Class notes for Chapter 5 (will last all week, probably): Deriving information from data:
Distributions--Many data sets seem to follow the "Normal"
(Gaussian, Bell-curve) distribution.
"Living Histograms", F and M/F; "quincunx" pinball box.
We let area in an interval under the bell-curve stand for probability.(~
proportion of data set in that interval)
Probability of something happening:
Number between 0 and 1: closer to 1 if it is more likely, closer
to 0 if it is less likely.
(idealized) proportion of times the something would happen if we
could repeat the situation producing the something, a very large
number of times.
(Probability of choosing one Wells student 5'3" or under, is equal
to the proportion of All Wells students 5'3" or under.
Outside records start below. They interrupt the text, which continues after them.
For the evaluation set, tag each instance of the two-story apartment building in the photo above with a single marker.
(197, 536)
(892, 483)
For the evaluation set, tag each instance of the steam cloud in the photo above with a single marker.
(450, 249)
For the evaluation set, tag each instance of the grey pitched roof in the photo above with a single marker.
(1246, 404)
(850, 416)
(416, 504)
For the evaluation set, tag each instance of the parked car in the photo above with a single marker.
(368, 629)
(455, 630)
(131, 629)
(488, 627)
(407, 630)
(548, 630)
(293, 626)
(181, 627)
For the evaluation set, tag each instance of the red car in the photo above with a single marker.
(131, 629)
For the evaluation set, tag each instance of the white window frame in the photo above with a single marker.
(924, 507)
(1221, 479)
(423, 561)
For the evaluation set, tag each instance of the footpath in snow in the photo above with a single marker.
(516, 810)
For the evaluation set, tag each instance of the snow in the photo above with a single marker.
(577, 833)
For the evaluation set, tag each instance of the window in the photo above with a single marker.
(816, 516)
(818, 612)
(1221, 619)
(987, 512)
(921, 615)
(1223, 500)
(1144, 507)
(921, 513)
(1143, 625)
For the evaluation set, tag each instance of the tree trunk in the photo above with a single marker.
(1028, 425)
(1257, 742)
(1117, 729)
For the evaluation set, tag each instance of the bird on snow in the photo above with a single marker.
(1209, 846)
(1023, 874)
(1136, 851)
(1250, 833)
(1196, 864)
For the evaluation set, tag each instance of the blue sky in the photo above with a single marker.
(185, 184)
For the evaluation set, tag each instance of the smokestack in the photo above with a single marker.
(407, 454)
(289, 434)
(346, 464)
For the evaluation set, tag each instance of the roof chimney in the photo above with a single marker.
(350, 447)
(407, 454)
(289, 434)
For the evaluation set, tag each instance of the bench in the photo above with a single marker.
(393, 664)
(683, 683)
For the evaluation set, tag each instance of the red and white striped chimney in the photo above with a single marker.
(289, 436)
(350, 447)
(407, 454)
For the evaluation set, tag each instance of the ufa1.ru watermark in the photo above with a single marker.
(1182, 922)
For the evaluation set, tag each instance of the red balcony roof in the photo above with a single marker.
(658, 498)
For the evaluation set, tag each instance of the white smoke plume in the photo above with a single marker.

Assuming I
choose her randomly--each student has equal chance to be chosen.)
Probability density function:
Idealized histogram. (of results of repeating the situation very many
times--e.g. choosing many random students.)
"Population" is all possible results. Sometimes a real population
of individuals. Prob. density function is histogram of population.
"Sample" is a set drawn from all the possible results, or individuals
in the population. "Random sample" from a real population gives every
individual in the population an equal chance of being chosen.
The histogram of the sample should look like the probability-density-function=histogram-of-population.
But variability in sampling will give substantial differences from
one sample to another.
Population parameters: single-number descriptives for the population.
(Like
mean, standard deviation). Mean of sample should be close to mean
of population--it is IF sample size is big enough (but how big is big enough?).
Similarly for standard deviation.
Normal distribution family:
To compare one value with the "pack": standardize it: find the
-->
"z-score": how many standard deviations away from the
mean a particular value is.
(can be +, above; or -, below the mean) .
68-95-99.7 rule: about 68% of values are within 1 s.d. of
the mean, about 95% are within 2 s.d.'s of the mean, about 99.7% are within
3 s.d.'s of the mean, IF the data comes from a normal distribution.
"shoulders" of curve (where it changes from curving right, to curving
left, or vice versa) happen one s.d. away from the mean. (Not in your text.)
Standard normal distribution has mean = 0, standard deviation =
1. What you get when you measure data in standard deviations from
the mean. The "Probability Density Function" in the Concepts97 workbook
is standard normal.
Distribution of sample means: If I take many different samples,
what does the distribution of the values of the sample means look like?
If the sample size is "large", it looks roughly NORMAL, NO
MATTER WHAT THE POPULATION LOOKS LIKE THAT YOU DREW THE DATA FROM!
"Central Limit Theorem"
The mean of the sample means (average value from your many samples)
is
the mean of the population. (Sometimes the mean of the sample will
be higher, sometimes lower, than the mean of the population. On average,
right there.)
The variability of the sample means (from many different samples)
is
less than the variability (spread) of the population.
Formula: Standard deviation of sample mean(s)
= (standard-deviation-of-population) divided by (square-root-of-the-sample-size.) (Means from a bunch of samples of size 4 will have half the variability
of the population.
Means from a bunch of samples of size 9 will have one-third the variability
of the population.
Means from a bunch of samples of size 16 will have one-fourth the variability
of the population.)
So WHY is the normal distribution
so common? Any mechanism where the value measured is the sum
or average of a lot of little independent contributions, no one thing dominating,
will probably be normal (because of the Central Limit Theorem)
important to statistical inference (Making claims about a population based
on a sample)? It allows us to study how a sample mean is likely to
relate to a population mean, for a given sample size, even if we don't
know much about the population. (Take Math 151...)
Learning Excel: Most of ch. 5 is about concepts, little new
"Excel" here.
pp. 139-41, 146-8 Generating Random Numbers.
These are really only pseudo-random numbers--they come in a fixed sequence,
but they "look" random. But every time you turn on Excel and go directly
to this tool you will get the same list! If you want to control
what lists you get, you can put in a number in the Random Seed box: a different
number will give a different list.
You can get numbers from different distributions by choosing a different
name in the Distribution box.
StatPlus Histograms: fragile? Sometimes
I've had trouble with this. I think it doesn't much like negative
numbers. If it gives you a lot of trouble just do the usual histogram.
You won't get the superimposed normal curve. Look at the book and
imagine the normal curve.
Lost your spreadsheet?How
to avoid it again, with automatic backups and/or Autosave.
Assignment 8: Due (probably)
Wednesday, April 25 (Day 14, in Week 5) Friday,
April 27 (Day 15)
Get handout for this, do it as you work through the text.